Carbon Implant May Ease Rheumatoid Arthritis

New Implant Could Last A Entire Life

UPDATED: 8:26 am CDT June 26, 2002

A new type of implant may help people deal with the pain of rheumatoid arthritis.

Carbon implants are now being used, after recently being approved by the Food and Drug Administration.

Typically, sufferers might face a lifetime of surgeries to replace failing joints with plastic implants that eventually wear out. The carbon implants might solve that problem.

"That's what this is about, relieve a patient's pain and restore function," said Dr. Hillel Skoff of Beth Israel/Deaconess Medical Center in Boston. "If we can do that with an implant where the longevity might be forever, that's a major advance."

Rheumatoid arthritis sufferer Lana Harrington said that she hopes the new implant will eliminate the pain she feels every day.

"I had a lot of difficulty in fine-motor skills, picking up anything, taking off the tapes on Pampers," she said. "I had to cut them off of my child."
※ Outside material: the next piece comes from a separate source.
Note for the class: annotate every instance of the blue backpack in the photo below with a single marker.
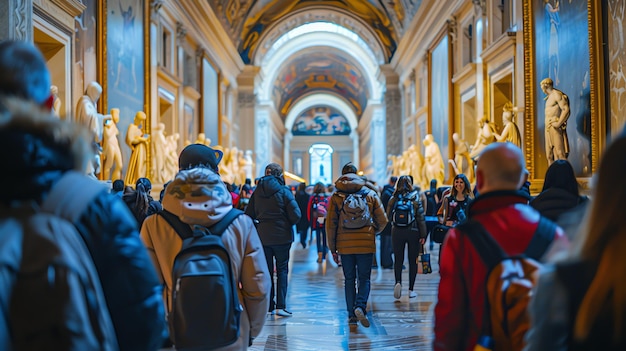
(205, 305)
Rheumatoid arthritis can strike at any age. It often causes pain in the joints because the body destroys protective cartilage between the bones. Since she was diagnosed with the disease 16 years ago, Harrington has had four joints on her hand replaced with plastic implants, and one of them broke.

"The life expectancy of an implant is 10 years," Skoff said. "It can break and the finger can resume its deformity."

Skoff said that the old implants are still being used, but the new carbon implants may replace them. Harrington will be the first person in New England to get one of the new implants.

Harrington had surgery Monday to remove the broken plastic joint and prepare her hand for the new implant, which she will receive in September. She said that she hopes the new implant, combined with drug therapies, will keep her pain-free and in remission for a long time to come.